5.023 aprehendidos, 717 de ellos vinculados a estructuras criminales, es uno de los resultados que dejó el toque de queda que se cumplió entre el 3 y el 18 de mayo en nueve provincias y cuatro cantones del país. El toque de queda rigió entre las 23:00 y las 05:00 y estuvo vigente hasta la madrugada del lunes.
Según el Bloque de Seguridad, la medida se aplicó en el marco del estado de Excepción y del conflicto armado interno para enfrentar al crimen organizado y fortalecer la seguridad ciudadana, lo que permitió, aseguran las autoridades, intensificar los operativos de control, patrullaje, inteligencia y acciones focalizadas contra estructuras delictivas vinculadas al narcotráfico, extorsión, tráfico de armas y economías criminales.

Según las cifras, durante este periodo se detuvo a dos objetivos de alto valor y a 85 individuos de interés penal relevante; se realizaron 378 allanamientos, se decomisaron 630 armas blancas, entre otros datos.
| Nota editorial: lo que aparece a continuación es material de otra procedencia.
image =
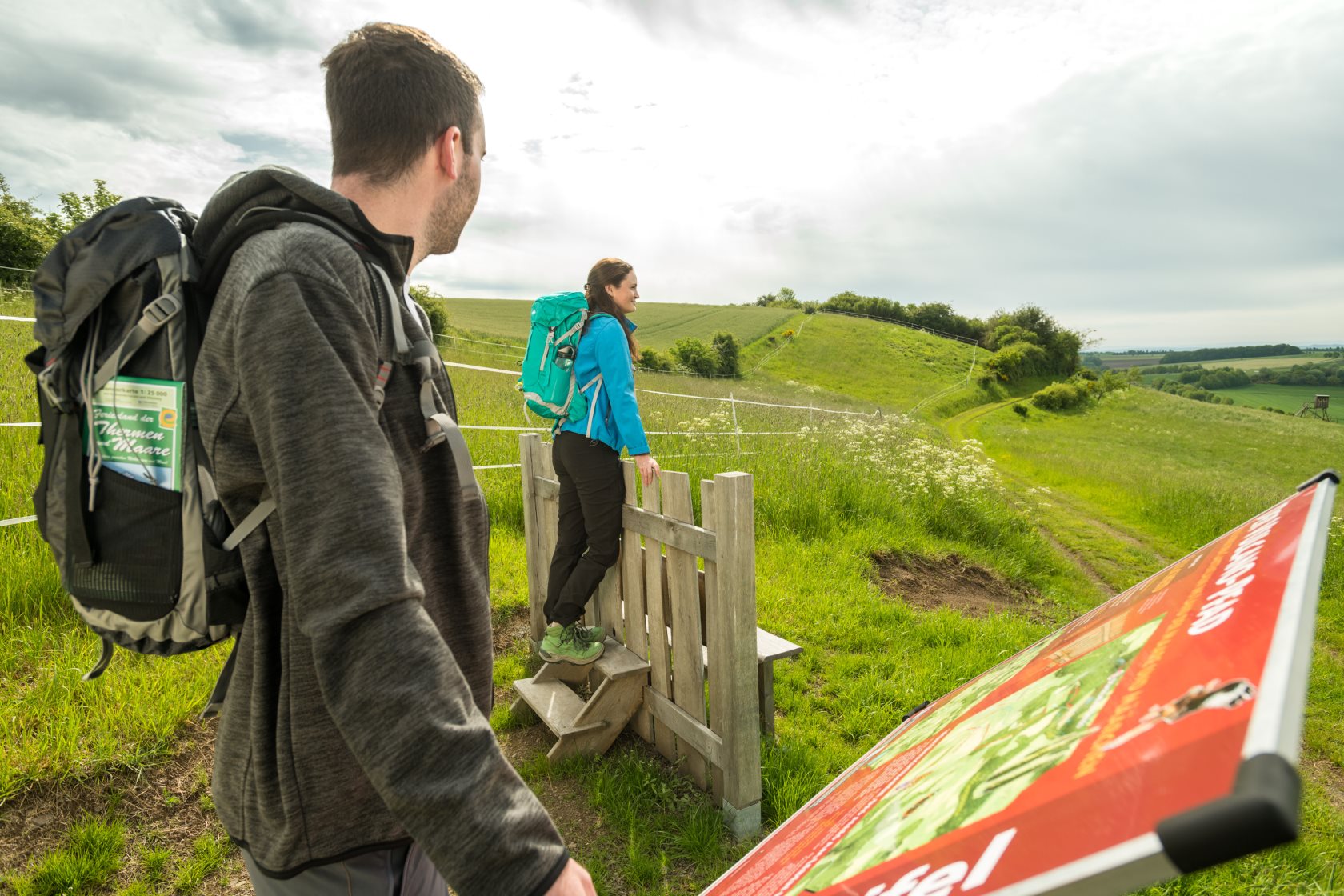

A través de las redes sociales, el Presidente de la República, Daniel Noboa, agradeció a la ciudadanía por la confianza en las medidas adoptadas a pesar de que, dijo, el toque de queda implicó sacrificios para familias y emprendedores que buscan salir adelante. Aseguró que se actúa con transparencia y con un solo objetivo: proteger y mejorar la vida de los ecuatorianos.
Noboa manifestó que los 15 días de toque de queda permitieron al Bloque de Seguridad actuar con contundencia en los territorios golpeados por el crimen organizado. Las cifras difundidas por el primer mandatario resaltan la aprehensión de las 717 personas vinculadas al crimen organizado y la reducción de la criminalidad. «Hasta el corte de hoy, en mayo hay una disminución del 39% en homicidios», destacó.